Toplumumuzda çoğu kadın bu özel
günlerinde eşinden, babasından ihtiyacı olan pedleri marketlerden almasını
talep edemiyor. Bu da yine kadınların gündelik hayatlarını kısıtlayan, hatta
utandırılmak zorunda bırakılan bir durum olarak hayatımızda yer almaya devam
ediyor. Kadınlar pedlerini dip köşe eşlerinden bile saklıyor, rahatlıkla pedini
eline alıp tuvalete yönelemiyor sütyen içlerine, kazak altlarına, pantolon ceplerine
saklayıp tuvalete bu şekilde gidebiliyor. Hangimiz Marketten market sahibi olan erkekten
ihtiyacımız olan pedi isterken, annesinden azar yerken halı motfilerini inceleyen
çocuklar gibi mahcup hissetmiyor? Hangimizin Ped reklamı çıktığında ya reklamı
görmemiş gibi yapmak durumunda kalma ya da kanal değiştirmeye çalışma çabalarımız
olmadı? Ya da karnımız, belimiz,
göğsümüz ağrıdığında sancımız varken masayı hazırla yemek yap diyen abimize
babamıza, ben adetim ve şuan sancım var bana anlayış göster diyebildik?
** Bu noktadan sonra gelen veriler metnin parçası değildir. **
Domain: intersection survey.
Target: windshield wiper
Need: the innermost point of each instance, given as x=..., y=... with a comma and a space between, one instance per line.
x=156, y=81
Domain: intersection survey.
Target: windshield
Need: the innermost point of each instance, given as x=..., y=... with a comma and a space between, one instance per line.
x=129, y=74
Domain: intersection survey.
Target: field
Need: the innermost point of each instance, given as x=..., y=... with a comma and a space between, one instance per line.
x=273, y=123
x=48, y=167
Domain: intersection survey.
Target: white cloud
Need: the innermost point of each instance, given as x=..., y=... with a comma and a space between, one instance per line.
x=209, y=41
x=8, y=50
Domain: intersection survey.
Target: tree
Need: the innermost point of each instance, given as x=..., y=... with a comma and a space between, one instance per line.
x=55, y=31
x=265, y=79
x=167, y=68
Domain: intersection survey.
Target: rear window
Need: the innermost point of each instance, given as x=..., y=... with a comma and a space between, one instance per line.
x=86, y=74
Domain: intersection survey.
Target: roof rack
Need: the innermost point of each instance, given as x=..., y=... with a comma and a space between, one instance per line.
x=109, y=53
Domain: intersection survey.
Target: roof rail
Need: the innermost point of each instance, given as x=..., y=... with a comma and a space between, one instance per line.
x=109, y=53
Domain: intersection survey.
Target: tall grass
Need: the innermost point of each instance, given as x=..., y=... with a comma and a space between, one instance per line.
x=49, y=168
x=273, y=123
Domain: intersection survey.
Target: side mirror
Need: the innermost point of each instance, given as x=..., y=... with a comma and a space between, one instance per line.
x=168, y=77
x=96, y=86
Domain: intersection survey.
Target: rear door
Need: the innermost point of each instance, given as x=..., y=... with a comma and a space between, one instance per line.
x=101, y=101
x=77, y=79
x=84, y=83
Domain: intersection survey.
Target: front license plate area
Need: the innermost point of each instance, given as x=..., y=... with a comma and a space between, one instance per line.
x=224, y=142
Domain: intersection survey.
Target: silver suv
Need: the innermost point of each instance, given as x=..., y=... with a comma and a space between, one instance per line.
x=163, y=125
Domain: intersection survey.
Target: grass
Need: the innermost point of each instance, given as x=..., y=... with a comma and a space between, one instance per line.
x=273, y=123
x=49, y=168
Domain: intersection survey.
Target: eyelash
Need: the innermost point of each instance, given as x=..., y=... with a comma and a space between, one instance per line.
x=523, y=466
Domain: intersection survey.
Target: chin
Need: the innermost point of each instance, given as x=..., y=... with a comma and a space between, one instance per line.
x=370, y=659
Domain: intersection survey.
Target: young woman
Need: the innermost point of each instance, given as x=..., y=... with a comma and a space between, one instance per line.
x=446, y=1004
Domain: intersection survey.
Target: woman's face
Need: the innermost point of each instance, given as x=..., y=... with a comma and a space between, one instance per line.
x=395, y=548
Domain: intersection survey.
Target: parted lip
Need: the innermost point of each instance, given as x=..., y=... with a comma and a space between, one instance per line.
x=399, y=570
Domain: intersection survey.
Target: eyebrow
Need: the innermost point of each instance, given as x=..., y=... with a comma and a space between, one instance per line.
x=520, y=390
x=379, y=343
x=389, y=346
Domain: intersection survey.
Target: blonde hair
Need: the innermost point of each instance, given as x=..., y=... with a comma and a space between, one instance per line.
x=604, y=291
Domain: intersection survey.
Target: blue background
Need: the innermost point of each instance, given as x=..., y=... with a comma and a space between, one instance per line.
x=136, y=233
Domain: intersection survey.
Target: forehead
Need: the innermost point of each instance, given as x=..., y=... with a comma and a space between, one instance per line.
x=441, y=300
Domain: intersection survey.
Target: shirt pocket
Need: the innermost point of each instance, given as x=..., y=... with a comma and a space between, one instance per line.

Aslında bunların hepsi toplumsal olarak
yaratılan tabulardan ibaret olduğunu ve bu durumların eğitim politikaları ile
değişebileceğine inanmak istiyoruz. Tabii ki amacımız dakika başı adet
olduğumuzu tüm dünya insanlarına haykırmak değil, isteğimiz sadece ihtiyaç
anlarında bize konfor alanlarımızın sağlanması. Mesela bir ped alırken
yadırganan gözlerle bakılmamak, biyolojik gerekliliğimiz dolayısı ile
utandırılmamak kirli hissettirilmemek, bunun normal bir gereklilik olduğunu
erkeklerin de anlayabilmesi, anlayış gösterebilmesi… Hatta tüm dünya
kadınlarının ücretsiz olarak ped ihtiyacına kolay bir şekilde ulaşabilmesi. Yaşadığımız
adet dönemi, düğünler dernekler eşliğinde yapılan bir sünnet töreninden daha az
önemsiz ve değersiz değil. Asıl düşünüldüğünde cinsel organı kesildi diye düğün
yapan bir toplumun, bir kadının kanama görmesindeki utanılacak asıl durumun kişinin
cinsiyetinin kadın olması ile alakalı olduğu açık ve net bir şekilde
söylenebilir. Asıl utanılacak olan şey, erkeklere dünyaları verip kadınları ötekileştirmemizdir.